You might also be saying that these numbers look kind of high for this hypothetical.
High prices are not wrong if you have the value to back them up.
If you really did need to make 80k a year, and you really did know that for your main program you can only serve 60 people, it’s just the number that you need to make for that particular reward. Your job isn’t to worry about bringing your prices down. Your job is to stand behind them and make them worth paying. Give your patron something worth the asking price.
Now, this is planet earth and interesting things can happen apart from our expectations and best efforts. There’s a comic artist out there who charges a mere $1 for exclusive access, and that’s his only tier. 13,000 people are paying him a dollar every month right now. There’s also a lot of failures out there that don’t have a record of their place in the world on Patreon.
It’s hard work to create using a subscription model like Patreon to be successful, but a key component in this particular business is to be serving the needs of your own customers and doing so well. You have to be steady and willing to build slowly.

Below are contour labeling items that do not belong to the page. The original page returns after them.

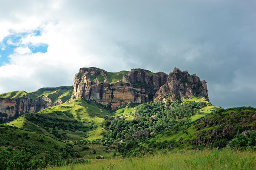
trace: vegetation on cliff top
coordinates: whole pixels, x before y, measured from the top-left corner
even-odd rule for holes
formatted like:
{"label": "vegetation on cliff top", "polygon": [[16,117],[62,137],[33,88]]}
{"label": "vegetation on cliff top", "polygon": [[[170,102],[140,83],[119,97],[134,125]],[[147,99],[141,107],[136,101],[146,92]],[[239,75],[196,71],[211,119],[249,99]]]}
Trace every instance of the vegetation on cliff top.
{"label": "vegetation on cliff top", "polygon": [[33,100],[38,97],[49,98],[53,103],[59,99],[61,99],[65,102],[70,99],[73,92],[73,86],[43,88],[29,93],[24,91],[14,91],[0,94],[0,98],[17,99],[26,95]]}

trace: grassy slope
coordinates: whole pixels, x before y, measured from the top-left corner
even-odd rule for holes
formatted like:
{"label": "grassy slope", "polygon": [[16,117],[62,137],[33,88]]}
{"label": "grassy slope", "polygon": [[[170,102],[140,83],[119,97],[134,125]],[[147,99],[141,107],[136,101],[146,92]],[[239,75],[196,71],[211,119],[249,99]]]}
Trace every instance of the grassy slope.
{"label": "grassy slope", "polygon": [[102,76],[100,74],[98,74],[95,76],[92,76],[91,78],[91,81],[93,81],[96,78],[99,78],[99,81],[103,83],[104,81],[106,79],[111,84],[115,83],[118,81],[121,81],[123,79],[123,76],[124,74],[128,74],[128,71],[122,71],[117,72],[106,72],[108,75],[107,76]]}
{"label": "grassy slope", "polygon": [[123,119],[131,120],[134,116],[136,109],[135,108],[125,108],[116,110],[115,115],[117,117],[122,117]]}
{"label": "grassy slope", "polygon": [[[139,69],[135,69],[135,71],[138,71]],[[123,70],[122,71],[119,71],[116,72],[106,72],[108,74],[108,76],[102,76],[99,74],[101,69],[99,70],[98,71],[98,74],[95,76],[92,76],[91,78],[91,81],[93,81],[96,78],[98,78],[100,82],[103,83],[104,81],[106,79],[111,84],[115,83],[118,81],[122,81],[123,79],[123,76],[124,74],[127,75],[129,72],[128,71]],[[150,71],[149,70],[144,69],[145,71],[147,72],[150,76],[153,75],[153,72]],[[157,73],[163,73],[163,72],[158,72]]]}
{"label": "grassy slope", "polygon": [[[54,135],[51,132],[54,125],[59,133],[66,133],[68,140],[95,140],[102,138],[101,133],[103,130],[100,126],[104,121],[104,117],[112,115],[94,102],[89,104],[78,98],[46,108],[36,113],[26,114],[6,124],[52,137]],[[76,126],[78,127],[75,128]]]}
{"label": "grassy slope", "polygon": [[[94,102],[89,104],[83,99],[78,98],[68,103],[47,108],[36,113],[26,113],[5,125],[16,126],[20,129],[27,129],[38,133],[31,132],[35,134],[39,135],[40,133],[42,135],[42,135],[45,134],[49,136],[47,137],[56,140],[54,139],[56,137],[52,133],[53,127],[55,127],[59,133],[66,133],[64,141],[75,144],[81,140],[92,141],[102,138],[101,133],[103,130],[100,125],[104,121],[104,117],[110,117],[112,115],[113,113]],[[77,126],[78,127],[73,131],[72,129],[74,129],[70,127],[70,124],[73,127]],[[60,125],[63,126],[60,126]],[[88,127],[91,125],[92,129]],[[68,129],[62,129],[62,127],[63,126]],[[48,128],[49,130],[47,130]],[[90,149],[83,150],[82,147],[85,145],[89,146]],[[104,156],[106,158],[112,157],[115,151],[112,149],[112,152],[107,153],[103,151],[107,150],[105,146],[93,144],[74,145],[74,149],[78,152],[81,157],[86,159],[95,159],[99,155]],[[96,151],[96,154],[91,153],[93,150]]]}
{"label": "grassy slope", "polygon": [[0,98],[13,99],[20,98],[26,94],[27,93],[24,91],[14,91],[0,94]]}
{"label": "grassy slope", "polygon": [[[58,153],[59,151],[55,146],[60,148],[65,145],[64,143],[43,134],[8,127],[0,127],[0,147],[10,147],[14,152],[27,147],[39,154],[46,150]],[[42,139],[43,141],[40,142]]]}
{"label": "grassy slope", "polygon": [[[229,113],[230,112],[233,113],[232,115],[229,115]],[[163,142],[165,140],[167,141],[174,140],[176,142],[188,142],[198,139],[197,134],[204,134],[207,130],[213,129],[217,129],[219,132],[219,135],[221,136],[223,129],[225,127],[239,125],[242,127],[256,127],[256,122],[250,118],[254,112],[255,110],[253,110],[242,109],[239,110],[234,109],[224,111],[221,116],[209,114],[201,118],[202,120],[201,119],[198,120],[188,128],[184,126],[183,130],[167,130],[157,134],[154,137],[150,138],[149,140]],[[241,121],[239,120],[240,118],[244,118],[244,120]],[[184,133],[186,131],[187,132],[187,133]],[[204,136],[204,137],[210,137],[212,135],[211,133],[208,136]],[[188,142],[187,143],[187,144],[184,147],[187,148],[191,148],[191,146],[188,144]]]}
{"label": "grassy slope", "polygon": [[[164,150],[162,153],[131,158],[95,160],[91,164],[76,165],[73,169],[82,170],[254,170],[255,152],[224,150]],[[234,160],[235,160],[234,162]],[[72,166],[46,169],[72,169]]]}
{"label": "grassy slope", "polygon": [[[59,94],[55,93],[58,91]],[[35,99],[37,98],[48,97],[52,99],[53,102],[61,99],[64,102],[70,99],[73,92],[72,86],[62,86],[56,88],[44,88],[39,89],[33,92],[27,93],[24,91],[15,91],[0,94],[0,98],[17,98],[25,95],[27,95],[30,98]]]}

Remember that the more you can define a goal and break down the steps to get there, the more likely it is you can reach that goal, as long as you are actively working to make the goal happen one step at a time.
Select valid rewards.
Figure out what you need to make in a year.
Break that number down into weekly or monthly goals.
Break those goals down into your reward prices.
Put up as much value as you need to validate your reward prices.
And work until you have all of the paying customers you need.
Don’t be afraid to give it a shot. This is real life and you only get one of these. (Just don’t dive all the way into Patreon with an empty bank account and no financial security. That might put a damper on things.)